The Lineage and Foundation of the Iron Hills
In the distant annals of the Third Age, after the grievous loss of Erebor to the malice of Smaug the Golden, the remnants of the folk of Thrór were scattered. While the main line of the kings journeyed into the wilderness, a stout and hardy kin of the House of Durin sought refuge in the barren, mineral-rich reaches of the far East. Thus were the Iron Hills settled, a realm of crags and deep-delving mines that served as a bastion for the Dwarves against the encroaching shadow of the wastes. They were a people hardened by the harsh winds and the ceaseless labor of the forge, their martial spirit honed by constant vigilance against the Orc-kind that infested the grey mountains of the north and east.
The War of the Dwarves and Orcs
The significance of the Iron Hills was writ in blood during the War of the Dwarves and Orcs, which followed the foul murder of King Thrór by the Orc-chieftain Azog. It was Náin, the Lord of the Iron Hills, who led his host to the gates of Moria, the ancestral seat of their people. In the final, desperate conflict at the Dimrill Dale, the warriors of the Iron Hills proved their mettle; though they arrived weary from the long march, they fought with a ferocity that struck terror into the hearts of the Orcs. It was there that Náin fell before the gates, slain by the hand of Azog, yet his sacrifice—and the prowess of his son, Dáin Ironfoot—ensured that the Orcs were broken, leaving the mountains of the north secure for generations to come.
The Battle of Five Armies
Perhaps the most storied deed of the Iron Hills occurred in the year 2941 of the Third Age.

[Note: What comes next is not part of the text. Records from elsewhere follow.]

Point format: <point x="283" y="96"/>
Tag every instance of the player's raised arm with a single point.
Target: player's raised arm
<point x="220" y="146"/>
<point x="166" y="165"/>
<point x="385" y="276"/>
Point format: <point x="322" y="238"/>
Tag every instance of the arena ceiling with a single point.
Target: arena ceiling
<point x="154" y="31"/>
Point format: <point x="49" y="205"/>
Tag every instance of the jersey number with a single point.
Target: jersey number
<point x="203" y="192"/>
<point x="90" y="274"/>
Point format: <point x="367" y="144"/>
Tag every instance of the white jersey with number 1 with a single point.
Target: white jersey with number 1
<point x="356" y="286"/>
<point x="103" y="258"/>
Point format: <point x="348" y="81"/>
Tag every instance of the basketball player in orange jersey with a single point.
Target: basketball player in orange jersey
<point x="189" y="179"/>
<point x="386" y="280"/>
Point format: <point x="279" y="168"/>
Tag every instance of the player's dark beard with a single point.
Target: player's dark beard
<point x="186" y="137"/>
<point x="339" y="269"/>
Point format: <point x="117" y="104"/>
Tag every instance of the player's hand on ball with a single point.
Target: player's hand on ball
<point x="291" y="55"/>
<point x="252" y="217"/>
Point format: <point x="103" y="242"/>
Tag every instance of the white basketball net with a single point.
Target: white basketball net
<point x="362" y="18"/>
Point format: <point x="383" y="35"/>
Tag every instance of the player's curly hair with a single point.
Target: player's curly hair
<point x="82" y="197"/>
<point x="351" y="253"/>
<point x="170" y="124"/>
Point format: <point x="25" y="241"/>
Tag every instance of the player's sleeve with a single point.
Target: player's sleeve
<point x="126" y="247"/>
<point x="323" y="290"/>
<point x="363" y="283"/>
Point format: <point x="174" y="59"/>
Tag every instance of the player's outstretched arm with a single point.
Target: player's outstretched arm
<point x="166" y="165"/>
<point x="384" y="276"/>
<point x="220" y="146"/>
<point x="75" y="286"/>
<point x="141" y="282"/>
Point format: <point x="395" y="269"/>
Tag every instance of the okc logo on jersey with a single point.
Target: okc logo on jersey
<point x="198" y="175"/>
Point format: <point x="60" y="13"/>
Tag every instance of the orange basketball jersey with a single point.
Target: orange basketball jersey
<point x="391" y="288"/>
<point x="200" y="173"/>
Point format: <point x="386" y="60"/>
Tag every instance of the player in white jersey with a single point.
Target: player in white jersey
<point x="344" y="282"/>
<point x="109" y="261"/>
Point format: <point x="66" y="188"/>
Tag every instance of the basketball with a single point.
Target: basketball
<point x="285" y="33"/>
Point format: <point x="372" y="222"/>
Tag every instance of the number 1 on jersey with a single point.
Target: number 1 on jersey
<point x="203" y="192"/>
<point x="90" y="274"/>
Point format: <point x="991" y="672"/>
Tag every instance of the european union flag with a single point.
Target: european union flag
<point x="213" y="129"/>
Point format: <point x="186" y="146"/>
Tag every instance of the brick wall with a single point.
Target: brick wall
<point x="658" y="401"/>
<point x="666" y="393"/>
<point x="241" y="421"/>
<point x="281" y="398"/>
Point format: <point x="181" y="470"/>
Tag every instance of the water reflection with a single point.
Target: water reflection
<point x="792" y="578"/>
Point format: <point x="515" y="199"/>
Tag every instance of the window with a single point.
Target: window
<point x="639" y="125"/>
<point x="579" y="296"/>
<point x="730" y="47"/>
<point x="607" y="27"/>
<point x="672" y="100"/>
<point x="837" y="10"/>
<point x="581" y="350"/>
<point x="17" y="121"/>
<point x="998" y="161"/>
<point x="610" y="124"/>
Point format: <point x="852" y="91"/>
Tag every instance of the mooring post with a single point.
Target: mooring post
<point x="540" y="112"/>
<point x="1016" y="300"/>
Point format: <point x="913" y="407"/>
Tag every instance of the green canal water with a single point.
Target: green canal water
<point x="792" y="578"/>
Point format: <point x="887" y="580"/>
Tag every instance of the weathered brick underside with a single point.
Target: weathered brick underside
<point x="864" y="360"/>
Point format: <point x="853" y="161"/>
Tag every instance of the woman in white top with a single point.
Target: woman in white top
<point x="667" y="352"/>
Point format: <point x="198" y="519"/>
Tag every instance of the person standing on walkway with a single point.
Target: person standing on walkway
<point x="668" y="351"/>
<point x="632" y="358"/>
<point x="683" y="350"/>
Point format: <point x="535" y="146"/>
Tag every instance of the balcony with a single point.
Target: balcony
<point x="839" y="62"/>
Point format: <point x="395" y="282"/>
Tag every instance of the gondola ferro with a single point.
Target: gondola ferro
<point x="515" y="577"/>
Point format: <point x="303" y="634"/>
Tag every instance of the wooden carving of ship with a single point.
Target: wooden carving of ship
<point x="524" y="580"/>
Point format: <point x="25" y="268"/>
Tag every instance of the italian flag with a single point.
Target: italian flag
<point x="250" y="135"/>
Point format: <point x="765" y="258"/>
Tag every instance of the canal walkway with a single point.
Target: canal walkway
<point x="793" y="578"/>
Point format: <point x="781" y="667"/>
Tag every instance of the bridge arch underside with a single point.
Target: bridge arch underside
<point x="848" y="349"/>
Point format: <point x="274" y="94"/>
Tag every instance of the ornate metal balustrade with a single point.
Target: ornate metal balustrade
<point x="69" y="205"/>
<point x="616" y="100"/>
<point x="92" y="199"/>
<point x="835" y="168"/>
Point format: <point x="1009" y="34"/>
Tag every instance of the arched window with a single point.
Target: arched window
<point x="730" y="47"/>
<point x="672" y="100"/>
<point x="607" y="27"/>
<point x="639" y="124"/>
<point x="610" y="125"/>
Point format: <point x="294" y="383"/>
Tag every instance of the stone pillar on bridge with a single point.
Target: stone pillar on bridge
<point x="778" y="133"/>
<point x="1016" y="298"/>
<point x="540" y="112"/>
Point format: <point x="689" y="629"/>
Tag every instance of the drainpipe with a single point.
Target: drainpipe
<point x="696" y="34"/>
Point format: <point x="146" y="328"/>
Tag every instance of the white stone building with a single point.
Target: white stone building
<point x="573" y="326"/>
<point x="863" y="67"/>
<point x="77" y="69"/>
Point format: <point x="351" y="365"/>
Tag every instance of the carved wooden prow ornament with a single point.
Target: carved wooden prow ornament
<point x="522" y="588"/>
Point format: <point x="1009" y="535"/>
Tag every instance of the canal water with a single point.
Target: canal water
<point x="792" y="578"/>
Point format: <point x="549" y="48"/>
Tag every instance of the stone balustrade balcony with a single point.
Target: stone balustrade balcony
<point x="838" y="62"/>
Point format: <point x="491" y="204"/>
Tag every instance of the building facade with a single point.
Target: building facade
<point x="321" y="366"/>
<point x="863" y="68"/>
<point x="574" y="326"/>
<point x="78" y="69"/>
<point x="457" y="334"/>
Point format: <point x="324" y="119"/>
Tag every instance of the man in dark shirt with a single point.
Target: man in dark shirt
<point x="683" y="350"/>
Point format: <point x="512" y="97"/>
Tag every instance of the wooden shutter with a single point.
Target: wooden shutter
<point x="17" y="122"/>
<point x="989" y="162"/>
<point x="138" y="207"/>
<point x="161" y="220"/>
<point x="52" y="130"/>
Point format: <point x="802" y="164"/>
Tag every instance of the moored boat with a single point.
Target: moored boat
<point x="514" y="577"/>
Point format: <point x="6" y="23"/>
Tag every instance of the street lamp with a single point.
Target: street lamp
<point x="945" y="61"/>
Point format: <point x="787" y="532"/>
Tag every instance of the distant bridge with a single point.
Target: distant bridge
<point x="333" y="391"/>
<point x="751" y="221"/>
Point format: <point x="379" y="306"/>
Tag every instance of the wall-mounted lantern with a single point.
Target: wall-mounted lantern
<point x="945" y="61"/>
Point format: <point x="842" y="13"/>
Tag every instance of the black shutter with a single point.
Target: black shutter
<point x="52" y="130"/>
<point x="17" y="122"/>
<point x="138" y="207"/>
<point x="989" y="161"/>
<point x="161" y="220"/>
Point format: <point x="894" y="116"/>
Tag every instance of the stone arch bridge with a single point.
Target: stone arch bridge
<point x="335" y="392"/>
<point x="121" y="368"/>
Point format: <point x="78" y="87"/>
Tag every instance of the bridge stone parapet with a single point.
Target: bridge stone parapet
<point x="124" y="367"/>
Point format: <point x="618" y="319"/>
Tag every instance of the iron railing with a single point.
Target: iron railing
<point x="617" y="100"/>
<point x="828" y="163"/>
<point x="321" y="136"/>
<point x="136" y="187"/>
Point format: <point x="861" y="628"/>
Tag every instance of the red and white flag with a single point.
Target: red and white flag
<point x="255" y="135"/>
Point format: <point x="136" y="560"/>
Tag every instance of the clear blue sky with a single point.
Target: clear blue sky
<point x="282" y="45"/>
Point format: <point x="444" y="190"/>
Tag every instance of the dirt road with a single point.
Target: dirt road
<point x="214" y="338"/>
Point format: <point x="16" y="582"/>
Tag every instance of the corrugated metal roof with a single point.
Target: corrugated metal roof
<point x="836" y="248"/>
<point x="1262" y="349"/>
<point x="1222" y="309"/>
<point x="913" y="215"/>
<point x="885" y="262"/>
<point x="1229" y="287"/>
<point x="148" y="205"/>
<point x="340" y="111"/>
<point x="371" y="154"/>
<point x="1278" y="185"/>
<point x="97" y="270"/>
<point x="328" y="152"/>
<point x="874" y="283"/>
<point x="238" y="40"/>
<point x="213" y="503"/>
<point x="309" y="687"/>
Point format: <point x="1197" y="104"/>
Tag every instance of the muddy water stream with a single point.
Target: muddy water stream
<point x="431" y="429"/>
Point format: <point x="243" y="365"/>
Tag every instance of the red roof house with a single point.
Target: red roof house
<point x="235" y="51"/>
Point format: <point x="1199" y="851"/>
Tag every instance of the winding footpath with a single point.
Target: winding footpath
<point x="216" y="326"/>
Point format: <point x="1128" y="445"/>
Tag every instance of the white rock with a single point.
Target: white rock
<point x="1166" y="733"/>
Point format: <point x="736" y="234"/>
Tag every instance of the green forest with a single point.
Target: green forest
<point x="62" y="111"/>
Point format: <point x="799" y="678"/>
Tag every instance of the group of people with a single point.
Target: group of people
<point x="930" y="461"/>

When the call went forth that the Mountain was reclaimed but besieged, Dáin Ironfoot led a formidable host of five hundred heavily armed Dwarves, clad in shirts of linked mail and wielding mattocks of tempered steel. They marched with unrelenting speed to the Lonely Mountain, standing as the bulwark against the darkness of the Battle of Five Armies. Their disciplined phalanxes stood fast against the onslaught of Goblins and Wargs, and it was their intervention that turned the tide of the fray, ensuring that the legacy of Thorin Oakenshield would not perish in ignominy. Following the victory, Dáin was acclaimed King under the Mountain, and the Iron Hills became the primary reservoir of strength for the restored realm of Erebor.
The Final Stand and The Fate of the Realm
As the shadows deepened with the return of the Enemy, the Iron Hills remained the steadfast shield of the North. In the final days of the War of the Ring, as the forces of Sauron marched upon the free peoples, Dáin Ironfoot, now aged and grizzled, fought alongside King Brand of Dale. Before the very gates of Erebor, Dáin stood over the body of his fallen ally, refusing to yield even as the enemy pressed in with overwhelming numbers. There, the Lord of the Iron Hills met his end, his axe still gripped in his hand. Though the lineage of the Iron Hills became inextricably woven into the throne of Erebor, their ancestral halls in the East remained a testament to the endurance of the Naugrim, a people who, though they sought gold and stone, found their true glory in the defense of the light against the encroaching night.